Мы наблюдаем массовое обращение к искусству, возвращение в музей, в стационарную художественную институцию. Речь об очередях в Третьяковку, на Айвазовского, на Серова — люди в большом количестве приходят на выставки. По возрожденной традиции в искусстве видят сакральное, возвышенное, высокодуховное, в нем ищут успокоения, заместителя стабильности и социальной прочности.
Это выставки безусловных ценностей, шедевров. Это выставки, куда можно прийти и если не помолиться и причаститься, то созерцать и внимать. Это не концептуальные выставки, не выставки, которые заставляют думать. Это выставки, которые ввергают в ступор благоговения.
Параллельно с этим процессом в другой социальной группе, никак не пересекающейся с посетителями сакральных выставок, происходит невообразимый сдвиг в художественной инфраструктуре. За последние двадцать лет в стране возникло множество художественных институций, они продолжают расти и вынашивают амбициозные планы. Появилась представительная социальная страта московских и петербургских жителей, готовых приобщиться через современное искусство к новым формам жизни. Так же как есть большая страта людей, которая этой формы жизни не приемлет, воспринимает искусство как замену храма.

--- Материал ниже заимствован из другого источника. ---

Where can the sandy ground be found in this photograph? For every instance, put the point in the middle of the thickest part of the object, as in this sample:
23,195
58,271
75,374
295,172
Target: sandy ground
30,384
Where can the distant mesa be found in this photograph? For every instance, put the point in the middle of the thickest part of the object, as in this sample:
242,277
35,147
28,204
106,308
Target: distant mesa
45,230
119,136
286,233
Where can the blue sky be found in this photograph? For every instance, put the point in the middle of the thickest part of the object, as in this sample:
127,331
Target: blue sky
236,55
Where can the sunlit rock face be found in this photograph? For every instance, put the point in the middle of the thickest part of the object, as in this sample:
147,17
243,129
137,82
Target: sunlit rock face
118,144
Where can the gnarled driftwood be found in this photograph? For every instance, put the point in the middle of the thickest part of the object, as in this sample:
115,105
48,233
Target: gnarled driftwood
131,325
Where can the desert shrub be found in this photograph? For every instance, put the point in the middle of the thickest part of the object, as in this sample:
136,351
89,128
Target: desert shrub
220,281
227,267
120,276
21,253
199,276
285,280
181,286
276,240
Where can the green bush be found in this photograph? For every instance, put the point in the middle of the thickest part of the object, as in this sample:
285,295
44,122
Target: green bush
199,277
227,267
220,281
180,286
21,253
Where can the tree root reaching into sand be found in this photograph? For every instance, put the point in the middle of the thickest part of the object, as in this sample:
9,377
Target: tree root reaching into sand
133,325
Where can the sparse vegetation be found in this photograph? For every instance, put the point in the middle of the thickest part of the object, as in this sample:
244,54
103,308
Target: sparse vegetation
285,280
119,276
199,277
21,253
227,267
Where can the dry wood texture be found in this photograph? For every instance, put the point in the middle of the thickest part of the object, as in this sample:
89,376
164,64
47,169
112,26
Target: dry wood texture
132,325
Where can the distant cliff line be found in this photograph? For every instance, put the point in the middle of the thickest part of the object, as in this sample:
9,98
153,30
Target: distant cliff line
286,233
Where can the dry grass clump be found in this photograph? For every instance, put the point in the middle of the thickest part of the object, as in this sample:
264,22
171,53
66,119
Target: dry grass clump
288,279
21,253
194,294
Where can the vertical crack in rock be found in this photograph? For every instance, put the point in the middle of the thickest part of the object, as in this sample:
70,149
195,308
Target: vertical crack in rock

Отчасти это дань моде. В России предпочитают ориентироваться на Лондон. Что достаточно странно — Англия для искусства традиционно была глубокой провинцией. Ее вклад в историю искусства последнего столетия несоизмерим с российским. Но в эпоху поздней современности в Лондоне появляется Tate Modern, ярмарка Frieze и большое количество галерей. Лондон становится одним из ключевых центров мирового художественного обмена. А странная архитектура Tate Modern, ее скрипучие деревянные полы с довольно посредственной музейной коллекцией вызывают бешеный интерес у широкой публики. Что огорчительно, так одномерное англо-саксонское сознание сводит современное искусство исключительно к коммерческому обмену.
Тем не менее лондонские моды помогли сформировать устойчивый тренд. Когнитивный класс воспринимает современное искусство как очевидный носитель современности. Тот факт, что современное искусство может быть лишено материальных форм и сводится к фигуре, персоне самого художника, превращается в новую форму жизни, которую художник изобретает и своим телом, своей персоной, системой действий в экзистенциальном измерении, делает его невероятно близким нашему времени. Такие черты современности, как повышенная мобильность, гибкость, нематериальность, оперативность, торжество банковской транзакции над производством, приводят к усиливающемуся равнодушию ко всему стационарному, все большей и большей заинтересованности не в конечном результате, а в самом процессе.
Люди предпочитают вкладываться в путешествия, менять страны, предметы, арендовать, а не покупать ценности и недвижимость. Они знают: время всегда тебя опередит. Не успеешь закончить реконструкцию замка в Шотландии, а уже захочется купить что-то на Канарах.
Так же и современное искусство — из области холодно-формального, ангажированно-социального, брутального, политического возвращается к миру реальных человеческих переживаний и к драме существования. Моя недавняя выставка в ММОМА «Не думаешь ли ты, что настало время любви» прямо обращена к человеческим чувствам, к самому высокому — любви. Я вижу, как происходит, по крайней мере в моей личной жизни, поворот к разговору о человеке,
о судьбах гуманизма, точнее уже постгуманизма в наше время. Эта выставка — часть большого проекта «Удел человеческий». Это история о том, что любовь не только из области личного опыта, но и ресурс преображения мира, и политика. Любовь всегда неотделима от драмы, она невозможна без утраты.
Кстати, я посмотрел в Театре наций спектакль Константина Богомолова «Гаргантюа и Пантагрюэль» — рассуждения, крайне близкие теме моего проекта, моим поискам. Работа Богомолова подтвердила, что это важные запросы современности, на которые уже успели откликнуться художники из разных сфер.